Dependent and Independent Events
Two events A and B are considered dependent events if the probability of one event occurring p(A) affects the probability of the other event occurring p(B). If there is no such influence, they are known as independent events.
Understanding whether events are independent or dependent is crucial because the method for calculating the joint probability of two events differs based on this distinction.
- Independent Events
For independent events, to find the probability of both events occurring p(A∩B), you multiply their individual probabilities p(A) and p(B). $$ P(A \cap B) = P(A) \cdot P(B) $$Example: Tossing a coin and rolling a die are independent events because the result of the coin toss does not affect the outcome of the die roll, and vice versa.
- Dependent Events
For dependent events, to calculate the probability of both events occurring p(A∩B), you multiply the probability of event A by the conditional probability of B given A. $$ P(A \cap B) = P(A) \cdot P(B|A) $$Example: If it rains (event A), the likelihood of someone carrying an umbrella (event B) increases. This is a classic example of dependent events.
In general, the product rule applies to both independent and dependent events when calculating probabilities.
This is because the conditional probability p(B|A) is equivalent to the probability p(B) of event B when A and B are independent.
Independent Events
Two events are considered independent events if the occurrence of one does not affect the probability of the other. Mathematically, events A and B are independent if $$ P(A \cap B) = P(A) \cdot P(B) $$ where P denotes probability.
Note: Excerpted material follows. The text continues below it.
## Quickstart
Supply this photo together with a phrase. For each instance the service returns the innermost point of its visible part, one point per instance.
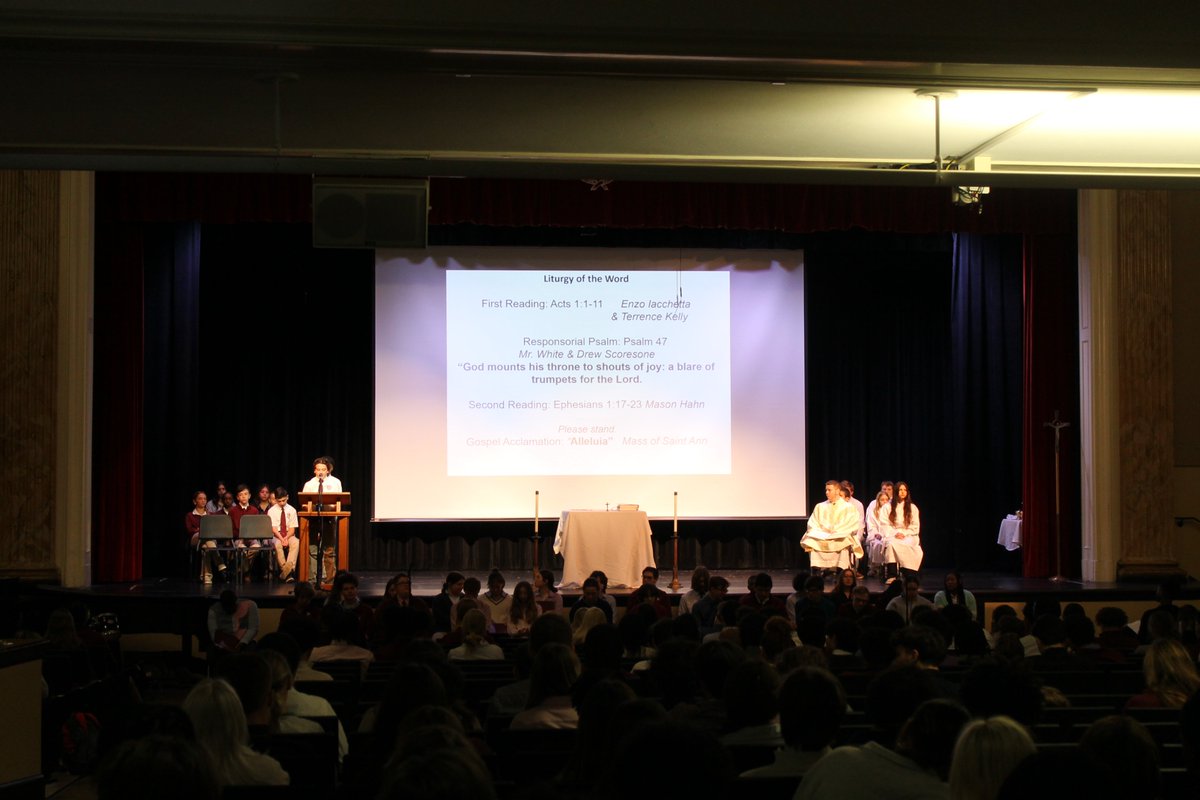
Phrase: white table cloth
(617, 542)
In other words, A and B are independent if the probability of both happening, P(A∩B)—the probability of the intersection of A and B—is the same as the product of their individual probabilities, P(A) and P(B).
$$ P(A∩B)=P(A) \cdot P(B) $$
With independent events, calculating probability is simple: you just multiply the probabilities of each event.
A Practical Example
Imagine flipping a coin twice, aiming to get "heads" both times.
There are two favorable outcomes:
- Event A: "Heads on the first flip".
- Event B: "Heads on the second flip".
The probability of event A is p(A)=1/2 since the coin has two sides, and only one is "heads".
$$ P(A) = \frac{1}{2} $$
The probability of event B is also p(B)=1/2.
$$ P(B) = \frac{1}{2} $$
These events are independent because the outcome of the second flip (p(B)) isn't influenced by the outcome of the first flip.
So, to find the probability of getting "heads" both times, you multiply the probabilities of the individual events.
$$ P(A∩B)=P(A) \cdot P(B) $$
$$ P(A∩B)= \frac{1}{2} \cdot \frac{1}{2} $$
$$ P(A∩B)= \frac{1}{4} $$
$$ P(A∩B)= 0.25 $$
The probability of both events occurring is P(A∩B)= 0.25, or 25%. In other words, one out of every four attempts will result in "heads" both times.
Dependent Events
Two events are considered dependent events if the probability of one event affects the probability of the other. For dependent events, we use conditional probability p(B|A). $$ P(A \cap B) = P(A) \cdot P(B|A) $$
Typically, events are dependent when there is some kind of causal or conditional connection between them.
Note: If events are independent (rather than dependent), the conditional probability p(B|A) equals p(B). Therefore, the calculation becomes the same as for independent events. $$ P(A \cap B) = P(A) \cdot P(B|A) = P(A) \cdot p(B) $$
A Practical Example
Imagine you draw two cards from a deck of 52, aiming to draw two aces.
Consider these two events:
- Event A: "Drawing an ace on the first draw".
- Event B: "Drawing an ace on the second draw".
The probability of event A (drawing an ace on the first draw) is P(A)=4/52 since there are 4 aces in a deck of 52 cards.
$$ P(A)= \frac{4}{52} $$
After the first draw, only 51 cards remain in the deck.
Now, the probability of event B (drawing an ace on the second draw) depends on the outcome of event A:
- If event A occurs, then an ace was drawn on the first try, leaving 3 aces in a deck of 51 cards. In this case, the probability of event B is p(B)=3/51 $$ P(B)= \frac{3}{51} = 0.058 $$
- If event A does NOT occur, then no ace was drawn on the first try, leaving 4 aces in a deck of 51 cards. Here, the probability of event B is p(B)=4/51 $$ P(B)= \frac{4}{51} = 0.078 $$
So, the probability of drawing an ace on the second draw (event B) directly depends on the result of the first draw (event A).
This is a clear example of dependent events.
In such situations, to calculate the joint probability, you use the conditional probability p(B|A), assuming that the first event has already occurred.
$$ P(A \cap B) = P(A) \cdot P(B|A) $$
The probability of the first event is p(A)=4/52, while the conditional probability of the second event is p(B|A)=3/51, as it depends on the first card being an ace.
$$ P(A \cap B) = \frac{4}{52} \cdot \frac{3}{51} = 0.0045 $$
In summary, understanding the difference between dependent and independent events is essential for accurately assessing probabilities and making well-informed decisions in uncertain situations.